財産を持っている人は、
遺言で自分の財産を自由に処分できます。
しかし、全ての遺産を勝手に他人に譲渡されてしまえば、
残った遺族の権利が守られません。
そこで法定相続人には、法律上最低限相続できる割合が決められています。
これを遺留分といいます。
遺留分を持つ相続人は、遺言でたくさんの財産をもらった人に、
「私はもらう分が少ないから返してほしい」と、請求できるのです。
法定相続人が侵害された遺留分の取り戻しを請求することを
遺留分減殺請求といいます。
遺留分は最大で法定相続分の2分の1となります。
遺留分の権利があるのは、配偶者、子、父母のみとなります。
兄弟姉妹等は含まれません。
遺留分は相続を開始した日から1年で時効となり、その後は請求できなくなります。
遺留分を放棄してもらう方法
特定の人に全財産を相続させるような遺言を書く場合は、
将来、ほかの相続人が不満を持ち、遺留分を請求する可能性があります。
それを避けるために、予め他の相続人に遺留分を放棄してもらうことができます。
相続人に遺留分を放棄してもらう場合、
たとえ、「遺留分を放棄します」と念書を書いてもらっても効果はありません。
また、遺言書に「遺留分を放棄してほしい」という旨を明記しても、
相続人に強制することはできません。
法的に強制力をもたせるには、遺言者が生きているうちに相続人に
「遺留分を放棄する」という旨を家庭裁判所に申し立ててもらい、許可を受ける必要があります。
ただ、遺留分の放棄は、何の理由もなく認められるわけではなく、それなりの理由が必要となります。

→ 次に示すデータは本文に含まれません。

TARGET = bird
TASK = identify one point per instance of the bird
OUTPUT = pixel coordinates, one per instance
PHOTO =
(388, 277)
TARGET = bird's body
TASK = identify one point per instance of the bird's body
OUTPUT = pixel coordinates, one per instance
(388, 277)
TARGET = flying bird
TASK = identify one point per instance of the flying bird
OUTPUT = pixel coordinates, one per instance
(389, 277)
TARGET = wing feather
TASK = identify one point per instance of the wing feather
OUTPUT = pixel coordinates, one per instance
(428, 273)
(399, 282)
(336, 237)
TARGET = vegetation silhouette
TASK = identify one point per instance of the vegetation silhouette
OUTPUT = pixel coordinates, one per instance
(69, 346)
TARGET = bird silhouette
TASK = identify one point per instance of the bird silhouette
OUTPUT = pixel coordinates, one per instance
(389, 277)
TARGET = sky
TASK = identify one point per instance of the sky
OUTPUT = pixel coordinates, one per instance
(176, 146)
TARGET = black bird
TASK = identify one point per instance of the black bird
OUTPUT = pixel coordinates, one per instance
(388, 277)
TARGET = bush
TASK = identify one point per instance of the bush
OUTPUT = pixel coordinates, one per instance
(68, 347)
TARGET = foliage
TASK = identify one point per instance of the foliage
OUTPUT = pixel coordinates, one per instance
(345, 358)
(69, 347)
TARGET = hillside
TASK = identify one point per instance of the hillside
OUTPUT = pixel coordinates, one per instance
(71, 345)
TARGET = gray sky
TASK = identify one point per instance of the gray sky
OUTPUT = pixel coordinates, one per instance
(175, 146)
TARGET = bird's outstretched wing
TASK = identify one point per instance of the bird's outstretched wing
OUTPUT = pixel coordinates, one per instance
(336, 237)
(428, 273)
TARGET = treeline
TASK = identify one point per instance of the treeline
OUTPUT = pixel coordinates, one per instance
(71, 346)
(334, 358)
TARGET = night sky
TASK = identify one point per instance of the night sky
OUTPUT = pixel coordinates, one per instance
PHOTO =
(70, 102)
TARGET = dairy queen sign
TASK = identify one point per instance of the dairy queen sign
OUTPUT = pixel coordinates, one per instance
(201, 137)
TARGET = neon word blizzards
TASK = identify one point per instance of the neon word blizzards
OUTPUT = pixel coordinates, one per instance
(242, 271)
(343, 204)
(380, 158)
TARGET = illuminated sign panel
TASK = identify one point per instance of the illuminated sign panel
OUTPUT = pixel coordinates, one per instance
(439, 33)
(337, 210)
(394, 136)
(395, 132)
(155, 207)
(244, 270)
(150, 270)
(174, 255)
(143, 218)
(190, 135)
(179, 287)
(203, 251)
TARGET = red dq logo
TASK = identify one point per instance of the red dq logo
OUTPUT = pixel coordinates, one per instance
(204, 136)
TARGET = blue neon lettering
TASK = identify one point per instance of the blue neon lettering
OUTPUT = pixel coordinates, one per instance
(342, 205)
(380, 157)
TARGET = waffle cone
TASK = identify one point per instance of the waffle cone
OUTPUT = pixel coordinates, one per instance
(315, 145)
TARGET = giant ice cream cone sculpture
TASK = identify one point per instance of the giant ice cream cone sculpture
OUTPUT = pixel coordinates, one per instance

例えば、その相続人には、ある程度の収入が見込めるので、
財産を相続しなくても生活ができることだとか、
これまで遺言者から財産援助を受けてきたので遺産はいらない、などが理由となります。
注意が必要になるのは遺留分の放棄とは違い、
あらかじめ相続人に将来の遺産相続について、権利を放棄してもらうことはできないということ。
たとえ相続人に、「相続を放棄します」という内容の念書を書いてもらったとしても、
遺言者の死後、「あの相続放棄は法的には無効だ」、と言って遺留分を請求される可能性があります。